ライラさんだって仕事ばっかりってわけじゃない。他の教官と交代で仕事をする。休暇を楽しむのも人生の醍醐味。
人生を楽しむために仕事があるのです。
バカンスだっていいじゃないか。
「言葉にはね、出さないほうがいいこともあるの」
「だよね。じゃあ聞かなかったことにする」
「すみれ、優しいなぁっ!」
これ、優しいっていうのかなぁ?
でもハグされるのは悪い気分じゃないので抱き返そうと思います。
はぎゅっ。
かぐわしいピッツァの香りがします♪
「ああ、ピッツァの香りもいいけど、そろそろお風呂に入りたいからみんなで月見酒しようぜ」
「月見酒、好きですね」
「なんかハマっちゃって」
分かります。
でも、
「私は冷たいミックスジュースをチョイスします」
今日は冷たくて甘い飲み物が欲しい気分です。
そしてもっともっとクロさんのお話しが聞きたいです。
頬から足の付け根にかけて伸びるバラの刺青の全容を知りたいです。
今はまだアルマちゃんと歓談中。魔法大好きっ子が書き記した情熱の片鱗。彼女が今まで実験してきた魔法の技術について質疑応答をしていた。

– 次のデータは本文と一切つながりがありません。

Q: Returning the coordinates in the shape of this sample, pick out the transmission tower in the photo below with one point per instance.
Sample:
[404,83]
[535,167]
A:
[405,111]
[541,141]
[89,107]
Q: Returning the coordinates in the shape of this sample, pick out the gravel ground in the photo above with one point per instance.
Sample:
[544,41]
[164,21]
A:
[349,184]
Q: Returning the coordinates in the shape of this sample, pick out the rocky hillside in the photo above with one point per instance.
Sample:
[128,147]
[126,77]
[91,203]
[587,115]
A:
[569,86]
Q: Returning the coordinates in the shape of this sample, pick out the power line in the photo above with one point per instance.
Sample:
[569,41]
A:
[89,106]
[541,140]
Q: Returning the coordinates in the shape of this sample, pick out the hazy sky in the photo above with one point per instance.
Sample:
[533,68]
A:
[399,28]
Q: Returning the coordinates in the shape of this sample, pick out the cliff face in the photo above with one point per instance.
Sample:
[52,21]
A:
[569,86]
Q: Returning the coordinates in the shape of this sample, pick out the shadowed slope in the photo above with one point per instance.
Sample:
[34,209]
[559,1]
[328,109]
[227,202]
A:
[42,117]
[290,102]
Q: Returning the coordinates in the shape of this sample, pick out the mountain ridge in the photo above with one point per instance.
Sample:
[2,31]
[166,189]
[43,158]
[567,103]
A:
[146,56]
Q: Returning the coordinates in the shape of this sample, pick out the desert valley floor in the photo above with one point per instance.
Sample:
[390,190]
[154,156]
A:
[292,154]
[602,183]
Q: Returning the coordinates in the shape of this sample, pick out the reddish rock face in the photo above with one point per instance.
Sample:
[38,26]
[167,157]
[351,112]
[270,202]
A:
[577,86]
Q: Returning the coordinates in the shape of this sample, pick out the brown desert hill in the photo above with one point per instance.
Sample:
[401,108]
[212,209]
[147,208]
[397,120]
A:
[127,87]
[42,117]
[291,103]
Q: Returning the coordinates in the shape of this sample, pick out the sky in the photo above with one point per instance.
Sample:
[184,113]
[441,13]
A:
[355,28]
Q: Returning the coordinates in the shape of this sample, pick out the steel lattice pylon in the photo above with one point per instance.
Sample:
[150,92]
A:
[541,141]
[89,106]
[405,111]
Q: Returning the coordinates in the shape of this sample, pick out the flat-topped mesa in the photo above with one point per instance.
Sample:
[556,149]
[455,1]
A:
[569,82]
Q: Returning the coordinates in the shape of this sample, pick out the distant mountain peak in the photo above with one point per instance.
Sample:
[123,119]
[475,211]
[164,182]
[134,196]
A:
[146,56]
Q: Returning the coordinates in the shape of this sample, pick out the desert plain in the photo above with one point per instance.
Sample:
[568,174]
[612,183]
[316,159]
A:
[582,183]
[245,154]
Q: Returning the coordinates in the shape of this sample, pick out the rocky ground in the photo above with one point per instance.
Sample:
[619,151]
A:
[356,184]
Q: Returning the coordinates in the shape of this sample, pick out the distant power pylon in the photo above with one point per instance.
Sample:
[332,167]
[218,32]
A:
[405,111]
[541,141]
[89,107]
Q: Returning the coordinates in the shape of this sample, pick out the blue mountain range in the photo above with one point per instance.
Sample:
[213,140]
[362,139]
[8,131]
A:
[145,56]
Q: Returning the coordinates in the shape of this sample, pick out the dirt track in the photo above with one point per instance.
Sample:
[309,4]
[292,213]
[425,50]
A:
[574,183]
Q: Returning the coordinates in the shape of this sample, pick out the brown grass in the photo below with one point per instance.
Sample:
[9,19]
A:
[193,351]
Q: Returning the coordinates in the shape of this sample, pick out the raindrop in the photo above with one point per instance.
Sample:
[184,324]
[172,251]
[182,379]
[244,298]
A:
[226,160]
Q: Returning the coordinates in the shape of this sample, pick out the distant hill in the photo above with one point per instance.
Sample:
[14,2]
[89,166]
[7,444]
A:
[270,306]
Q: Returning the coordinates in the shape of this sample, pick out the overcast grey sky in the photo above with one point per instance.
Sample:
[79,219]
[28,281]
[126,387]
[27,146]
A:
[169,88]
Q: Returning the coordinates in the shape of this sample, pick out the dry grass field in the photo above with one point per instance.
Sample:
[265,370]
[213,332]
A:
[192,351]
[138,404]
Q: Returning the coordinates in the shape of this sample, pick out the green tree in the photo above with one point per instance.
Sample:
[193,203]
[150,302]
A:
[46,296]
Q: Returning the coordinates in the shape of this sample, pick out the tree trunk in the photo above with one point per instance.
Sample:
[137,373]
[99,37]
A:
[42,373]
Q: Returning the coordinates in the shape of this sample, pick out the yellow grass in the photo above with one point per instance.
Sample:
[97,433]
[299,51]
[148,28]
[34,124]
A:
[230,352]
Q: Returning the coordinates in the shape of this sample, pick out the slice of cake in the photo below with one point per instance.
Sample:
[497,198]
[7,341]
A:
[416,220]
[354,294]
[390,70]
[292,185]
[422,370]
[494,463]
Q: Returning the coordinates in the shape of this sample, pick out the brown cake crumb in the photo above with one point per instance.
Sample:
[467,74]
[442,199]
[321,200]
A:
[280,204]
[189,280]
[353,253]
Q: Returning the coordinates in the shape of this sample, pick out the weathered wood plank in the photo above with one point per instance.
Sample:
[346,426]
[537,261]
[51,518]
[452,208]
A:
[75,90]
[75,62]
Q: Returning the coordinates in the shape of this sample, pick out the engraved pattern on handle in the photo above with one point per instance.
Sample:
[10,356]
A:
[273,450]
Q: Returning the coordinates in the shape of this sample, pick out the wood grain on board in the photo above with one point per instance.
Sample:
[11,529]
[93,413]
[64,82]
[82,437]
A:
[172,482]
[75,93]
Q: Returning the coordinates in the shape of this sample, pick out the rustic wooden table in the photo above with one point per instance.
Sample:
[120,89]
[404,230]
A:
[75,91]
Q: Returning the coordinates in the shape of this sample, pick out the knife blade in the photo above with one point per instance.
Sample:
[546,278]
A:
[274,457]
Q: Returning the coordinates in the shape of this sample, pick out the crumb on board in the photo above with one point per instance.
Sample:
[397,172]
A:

冒険者なら誰でも閲覧可能な魔導書庫。基礎的な魔法から応用編まで。ありとあらゆる魔法が書きなぐられている。
メリアローザで研鑽した魔法にくわえ、グレンツェンで仮説を立て、実証実験をした魔法の蔵書が増え続けた。
さすがアルマちゃん。魔法にかける情熱たるや尊敬に値する。